Una nuova ondata significherebbe un tracollo sanitario, certo, ma anche e soprattutto economico, come ci tiene a sottolineare Bankitalia.

Pur sottolineando che nelle ultime settimane si sono visti segnali di ripresa nell’attività economica, i dati visti a consuntivo restano molto forti.

“In uno scenario di base, in cui si presuppone che la diffusione della pandemia rimanga sotto controllo a livello globale e in Italia, il Pil si contrarrebbe del 9,5 per cento nella media di quest’anno, interamente a causa della riduzione registrata nel primo semestre, e recupererebbe nel prossimo biennio (4,8 per cento nel 2021 e 2,4 nel 2022)”, fa sapere l’Istituto.
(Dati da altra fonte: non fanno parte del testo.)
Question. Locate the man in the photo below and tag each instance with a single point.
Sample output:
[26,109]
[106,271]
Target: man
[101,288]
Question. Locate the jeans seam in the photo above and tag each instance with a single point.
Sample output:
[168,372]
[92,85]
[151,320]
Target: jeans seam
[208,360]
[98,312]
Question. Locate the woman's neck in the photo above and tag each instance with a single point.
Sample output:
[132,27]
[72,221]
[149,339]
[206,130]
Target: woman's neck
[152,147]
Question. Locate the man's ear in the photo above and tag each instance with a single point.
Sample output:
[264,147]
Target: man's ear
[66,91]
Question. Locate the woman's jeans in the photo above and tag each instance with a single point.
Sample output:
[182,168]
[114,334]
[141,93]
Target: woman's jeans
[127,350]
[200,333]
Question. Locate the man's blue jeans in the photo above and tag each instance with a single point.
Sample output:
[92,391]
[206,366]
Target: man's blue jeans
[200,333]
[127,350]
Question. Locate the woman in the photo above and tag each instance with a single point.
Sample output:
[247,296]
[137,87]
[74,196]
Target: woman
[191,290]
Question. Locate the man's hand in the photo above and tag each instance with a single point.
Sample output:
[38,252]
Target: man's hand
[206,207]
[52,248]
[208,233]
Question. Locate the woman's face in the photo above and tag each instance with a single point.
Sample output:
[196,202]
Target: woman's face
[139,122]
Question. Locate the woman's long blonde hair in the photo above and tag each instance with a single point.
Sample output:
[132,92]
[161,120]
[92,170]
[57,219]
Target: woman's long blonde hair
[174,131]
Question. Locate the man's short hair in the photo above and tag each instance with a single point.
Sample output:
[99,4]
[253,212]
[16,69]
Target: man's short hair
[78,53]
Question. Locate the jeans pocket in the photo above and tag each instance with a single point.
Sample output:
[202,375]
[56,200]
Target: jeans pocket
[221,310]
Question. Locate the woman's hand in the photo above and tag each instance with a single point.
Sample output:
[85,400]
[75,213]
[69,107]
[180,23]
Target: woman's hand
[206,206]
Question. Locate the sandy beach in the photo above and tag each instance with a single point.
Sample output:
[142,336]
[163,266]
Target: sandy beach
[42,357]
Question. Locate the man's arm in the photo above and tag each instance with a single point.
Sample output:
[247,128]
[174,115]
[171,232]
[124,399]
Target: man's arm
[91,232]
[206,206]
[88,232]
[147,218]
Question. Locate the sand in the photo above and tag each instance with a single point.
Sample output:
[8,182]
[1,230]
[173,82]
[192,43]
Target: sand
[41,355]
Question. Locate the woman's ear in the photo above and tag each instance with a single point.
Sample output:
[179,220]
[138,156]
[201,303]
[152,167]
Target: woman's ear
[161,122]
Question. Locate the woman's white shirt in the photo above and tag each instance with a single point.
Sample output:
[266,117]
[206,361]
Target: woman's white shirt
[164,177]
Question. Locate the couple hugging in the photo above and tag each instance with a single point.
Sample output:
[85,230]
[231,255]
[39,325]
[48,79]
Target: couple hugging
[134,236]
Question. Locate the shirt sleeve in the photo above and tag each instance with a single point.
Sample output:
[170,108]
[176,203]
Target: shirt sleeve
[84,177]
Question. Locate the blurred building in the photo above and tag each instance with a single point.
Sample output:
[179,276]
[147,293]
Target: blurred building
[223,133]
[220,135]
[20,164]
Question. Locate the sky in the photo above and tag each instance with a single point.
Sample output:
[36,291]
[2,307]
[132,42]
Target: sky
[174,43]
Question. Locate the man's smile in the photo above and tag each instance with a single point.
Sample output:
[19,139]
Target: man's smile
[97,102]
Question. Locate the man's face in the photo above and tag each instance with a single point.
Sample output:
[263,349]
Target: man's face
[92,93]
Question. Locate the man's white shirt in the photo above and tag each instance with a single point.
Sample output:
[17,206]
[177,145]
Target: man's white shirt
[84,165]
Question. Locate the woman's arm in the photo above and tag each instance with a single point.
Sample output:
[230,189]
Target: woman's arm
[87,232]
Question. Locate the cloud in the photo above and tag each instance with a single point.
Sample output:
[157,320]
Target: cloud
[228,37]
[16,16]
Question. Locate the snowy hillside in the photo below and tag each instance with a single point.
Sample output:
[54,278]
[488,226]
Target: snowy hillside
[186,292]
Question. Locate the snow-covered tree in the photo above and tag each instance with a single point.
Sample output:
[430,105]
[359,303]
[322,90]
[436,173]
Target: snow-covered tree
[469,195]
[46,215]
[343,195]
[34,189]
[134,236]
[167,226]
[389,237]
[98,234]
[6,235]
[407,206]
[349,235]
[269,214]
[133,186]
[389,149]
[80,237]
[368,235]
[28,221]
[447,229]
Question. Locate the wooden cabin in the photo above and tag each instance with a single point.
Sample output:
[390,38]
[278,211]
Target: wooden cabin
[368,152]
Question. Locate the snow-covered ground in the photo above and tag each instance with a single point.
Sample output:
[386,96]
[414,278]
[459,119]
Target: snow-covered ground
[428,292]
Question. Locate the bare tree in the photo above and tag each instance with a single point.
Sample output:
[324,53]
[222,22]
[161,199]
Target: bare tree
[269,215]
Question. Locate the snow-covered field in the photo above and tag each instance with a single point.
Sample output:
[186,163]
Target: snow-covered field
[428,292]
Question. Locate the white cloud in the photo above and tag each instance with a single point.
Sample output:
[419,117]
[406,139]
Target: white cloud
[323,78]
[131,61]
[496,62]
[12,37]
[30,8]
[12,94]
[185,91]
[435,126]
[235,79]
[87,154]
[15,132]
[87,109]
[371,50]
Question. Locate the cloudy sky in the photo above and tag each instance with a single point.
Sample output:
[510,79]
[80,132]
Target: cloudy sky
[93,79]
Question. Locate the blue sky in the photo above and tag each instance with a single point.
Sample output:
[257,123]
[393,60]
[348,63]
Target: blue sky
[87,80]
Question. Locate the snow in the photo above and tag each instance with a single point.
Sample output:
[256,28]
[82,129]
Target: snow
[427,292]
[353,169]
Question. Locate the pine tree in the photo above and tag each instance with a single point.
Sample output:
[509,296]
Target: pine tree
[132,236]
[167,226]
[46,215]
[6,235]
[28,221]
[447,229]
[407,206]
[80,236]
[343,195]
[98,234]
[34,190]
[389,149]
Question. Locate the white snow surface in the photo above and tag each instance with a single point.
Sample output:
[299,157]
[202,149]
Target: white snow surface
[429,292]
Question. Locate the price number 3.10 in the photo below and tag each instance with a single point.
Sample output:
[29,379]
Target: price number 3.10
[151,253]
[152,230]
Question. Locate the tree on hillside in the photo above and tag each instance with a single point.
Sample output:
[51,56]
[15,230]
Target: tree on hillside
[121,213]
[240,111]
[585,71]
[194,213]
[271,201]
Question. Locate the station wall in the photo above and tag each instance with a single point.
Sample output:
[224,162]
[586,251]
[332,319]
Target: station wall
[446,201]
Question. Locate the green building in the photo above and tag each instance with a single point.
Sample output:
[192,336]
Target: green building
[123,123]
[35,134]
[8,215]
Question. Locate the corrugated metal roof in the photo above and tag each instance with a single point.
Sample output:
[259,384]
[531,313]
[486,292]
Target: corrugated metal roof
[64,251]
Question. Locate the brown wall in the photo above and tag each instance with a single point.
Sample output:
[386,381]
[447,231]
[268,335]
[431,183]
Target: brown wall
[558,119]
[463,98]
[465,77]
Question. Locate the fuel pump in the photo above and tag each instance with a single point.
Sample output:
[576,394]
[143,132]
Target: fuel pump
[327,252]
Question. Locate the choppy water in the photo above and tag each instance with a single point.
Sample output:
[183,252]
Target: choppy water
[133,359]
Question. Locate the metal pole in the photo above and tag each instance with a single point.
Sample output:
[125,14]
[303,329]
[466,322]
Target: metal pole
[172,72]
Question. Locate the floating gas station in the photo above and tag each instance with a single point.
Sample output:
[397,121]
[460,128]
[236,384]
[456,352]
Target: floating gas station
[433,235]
“Effetti persistenti sui consumi delle famiglie deriverebbero dal calo dell’occupazione e del reddito disponibile, ancorché mitigato dalle misure di sostegno; il peggioramento delle prospettive di domanda e della fiducia delle imprese inciderebbe sugli investimenti, la cui caduta nel 2020, segnalata anche dai sondaggi della Banca d’Italia, verrebbe in parte recuperata nel biennio 2021-22. L’inflazione sarebbe pressoché nulla sia quest’anno sia il prossimo; i prezzi tornerebbero ad aumentare nel 2022, dell’1,0 per cento”, aggiungono gli esperti, delineando quindi una ripresa a ritmi molto lenta.

Ma molto peggio sarebbe la situazione in caso di una nuova ondata consistente di contagi:  “sviluppi più negativi rispetto a quelli delineati nello scenario di base potrebbero manifestarsi se emergessero nuovi rilevanti focolai epidemici a livello nazionale o globale, i cui effetti potrebbero ripercuotersi sulla fiducia e sulle decisioni di spesa di famiglie e imprese e tradursi in un calo più consistente del commercio mondiale, in interruzioni nelle catene globali di produzione o in un deterioramento delle condizioni finanziarie. In uno scenario più severo si valuta che il prodotto potrebbe scendere di oltre il 13% quest’anno e recuperare nel prossimo biennio in misura più moderata rispetto allo scenario di base”.